The High Court has held that an enquiry on the aspect of apportionment of the total
consideration would lie outside the purview of the proceedings before it and the aspect of
apportionment lies within the jurisdiction of the Assessing Officer during the course of the
assessment proceedings. Thus, it would be for the Assessing Officer to determine during the
course of assessment proceedings whether there is any income out of the total consideration
which cannot be said to have accrued or arisen in India or cannot be deemed to have accrued
or arisen in India and hence cannot be taxed in India. The observations clearly relate to
assessment and not to deduction of tax.

It would also be relevant to note that the High Court while laying down the principles
governing the interpretation of the provisions of S. 195 held that S. 195(1) provides for a
tentative deduction of income tax, subject to a regular assessment.
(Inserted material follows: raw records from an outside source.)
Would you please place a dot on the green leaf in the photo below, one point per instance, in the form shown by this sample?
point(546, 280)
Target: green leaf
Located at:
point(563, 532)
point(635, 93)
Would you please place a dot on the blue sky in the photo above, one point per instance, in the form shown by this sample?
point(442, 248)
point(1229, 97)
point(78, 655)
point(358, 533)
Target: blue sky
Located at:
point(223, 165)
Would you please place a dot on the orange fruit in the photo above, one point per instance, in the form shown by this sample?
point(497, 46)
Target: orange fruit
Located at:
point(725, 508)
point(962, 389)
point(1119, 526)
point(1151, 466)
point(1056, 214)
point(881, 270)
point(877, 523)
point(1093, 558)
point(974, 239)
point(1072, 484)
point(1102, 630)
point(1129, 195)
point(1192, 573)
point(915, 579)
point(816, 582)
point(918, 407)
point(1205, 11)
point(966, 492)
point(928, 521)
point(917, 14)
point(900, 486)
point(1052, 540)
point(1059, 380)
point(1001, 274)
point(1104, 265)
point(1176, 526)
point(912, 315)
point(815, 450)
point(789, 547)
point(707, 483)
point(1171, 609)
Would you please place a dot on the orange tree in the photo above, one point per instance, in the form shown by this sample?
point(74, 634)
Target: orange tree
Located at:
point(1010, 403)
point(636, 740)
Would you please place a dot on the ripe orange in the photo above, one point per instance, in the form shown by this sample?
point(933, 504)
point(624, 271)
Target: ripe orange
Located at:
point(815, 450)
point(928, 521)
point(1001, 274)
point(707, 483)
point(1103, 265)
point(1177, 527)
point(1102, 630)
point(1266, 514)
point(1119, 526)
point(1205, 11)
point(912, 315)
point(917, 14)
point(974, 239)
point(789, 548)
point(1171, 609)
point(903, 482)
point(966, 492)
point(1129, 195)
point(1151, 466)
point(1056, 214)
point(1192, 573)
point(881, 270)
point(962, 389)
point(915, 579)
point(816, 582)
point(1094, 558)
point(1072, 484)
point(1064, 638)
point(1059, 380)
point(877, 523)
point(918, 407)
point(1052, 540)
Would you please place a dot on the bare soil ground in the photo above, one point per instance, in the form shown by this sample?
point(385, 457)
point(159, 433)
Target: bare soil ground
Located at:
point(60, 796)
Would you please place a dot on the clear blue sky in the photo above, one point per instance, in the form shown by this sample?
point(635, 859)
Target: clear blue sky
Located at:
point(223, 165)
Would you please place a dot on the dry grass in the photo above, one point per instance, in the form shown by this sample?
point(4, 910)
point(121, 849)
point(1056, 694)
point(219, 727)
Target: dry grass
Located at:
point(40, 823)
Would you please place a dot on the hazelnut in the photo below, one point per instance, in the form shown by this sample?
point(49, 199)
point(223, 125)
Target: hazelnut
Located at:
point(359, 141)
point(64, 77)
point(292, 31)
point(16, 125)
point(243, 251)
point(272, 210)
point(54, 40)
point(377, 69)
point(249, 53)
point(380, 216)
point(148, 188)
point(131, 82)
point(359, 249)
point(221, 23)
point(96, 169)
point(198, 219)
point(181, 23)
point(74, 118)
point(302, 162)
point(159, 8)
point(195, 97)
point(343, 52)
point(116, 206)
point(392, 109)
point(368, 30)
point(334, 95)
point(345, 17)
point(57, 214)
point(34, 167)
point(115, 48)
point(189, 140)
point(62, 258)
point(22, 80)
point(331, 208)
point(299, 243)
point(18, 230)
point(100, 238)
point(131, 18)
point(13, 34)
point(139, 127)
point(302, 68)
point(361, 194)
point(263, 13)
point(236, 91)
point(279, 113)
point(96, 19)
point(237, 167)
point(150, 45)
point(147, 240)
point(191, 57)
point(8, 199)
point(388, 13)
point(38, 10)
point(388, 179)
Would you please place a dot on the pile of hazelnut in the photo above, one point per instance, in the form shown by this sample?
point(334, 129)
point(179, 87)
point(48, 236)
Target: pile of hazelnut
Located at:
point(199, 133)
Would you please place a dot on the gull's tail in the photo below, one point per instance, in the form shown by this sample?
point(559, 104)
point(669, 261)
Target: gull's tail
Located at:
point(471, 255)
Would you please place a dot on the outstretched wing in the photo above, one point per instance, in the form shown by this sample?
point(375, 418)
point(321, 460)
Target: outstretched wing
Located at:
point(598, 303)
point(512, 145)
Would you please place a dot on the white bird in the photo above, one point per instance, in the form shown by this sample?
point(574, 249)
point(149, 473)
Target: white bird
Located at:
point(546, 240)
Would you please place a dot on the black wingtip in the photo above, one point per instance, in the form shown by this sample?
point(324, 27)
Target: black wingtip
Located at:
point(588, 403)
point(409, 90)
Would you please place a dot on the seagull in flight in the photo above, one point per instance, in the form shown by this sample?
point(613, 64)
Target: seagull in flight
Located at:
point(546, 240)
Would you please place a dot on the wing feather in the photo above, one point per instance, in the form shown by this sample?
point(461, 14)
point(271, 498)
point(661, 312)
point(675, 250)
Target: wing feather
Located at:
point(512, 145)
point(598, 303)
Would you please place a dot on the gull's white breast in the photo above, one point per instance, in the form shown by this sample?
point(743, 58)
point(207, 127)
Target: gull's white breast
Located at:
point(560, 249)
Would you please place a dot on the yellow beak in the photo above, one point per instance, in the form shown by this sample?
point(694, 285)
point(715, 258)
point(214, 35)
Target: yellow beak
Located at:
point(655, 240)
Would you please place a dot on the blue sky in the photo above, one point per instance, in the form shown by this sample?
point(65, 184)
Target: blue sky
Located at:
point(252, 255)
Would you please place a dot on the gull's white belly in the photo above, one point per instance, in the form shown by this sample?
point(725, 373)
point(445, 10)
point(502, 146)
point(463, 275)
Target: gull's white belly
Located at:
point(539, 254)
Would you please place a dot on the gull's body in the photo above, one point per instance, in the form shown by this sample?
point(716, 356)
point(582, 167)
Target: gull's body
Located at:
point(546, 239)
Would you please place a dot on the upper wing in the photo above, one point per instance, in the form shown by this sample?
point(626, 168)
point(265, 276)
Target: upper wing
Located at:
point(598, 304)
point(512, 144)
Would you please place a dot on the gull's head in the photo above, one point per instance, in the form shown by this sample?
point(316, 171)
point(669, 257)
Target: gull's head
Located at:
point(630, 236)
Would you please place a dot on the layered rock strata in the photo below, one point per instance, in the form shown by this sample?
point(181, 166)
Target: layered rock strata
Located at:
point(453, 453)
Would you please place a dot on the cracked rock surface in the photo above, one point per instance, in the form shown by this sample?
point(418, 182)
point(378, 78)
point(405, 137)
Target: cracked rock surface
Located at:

The High Court has only held that the composite payment by Vodafone had nexus with and
included payment giving rise to income accruing or arising in India. Consequently, the High
Court has decided the question before it, viz., whether the Indian Tax Authorities have the
jurisdiction to take action against Vodafone for having made the payment without deducting
tax as it was required to do u/s.195.

The High Court has not gone into, nor made any observations or given any decision about
whether the whole or part of the payment would be liable to deduction of tax, the rate at
which tax is to be deducted, etc. The High Court was not required to and has expressed
absolutely no views on any of these matters which the Officer has to adjudicate.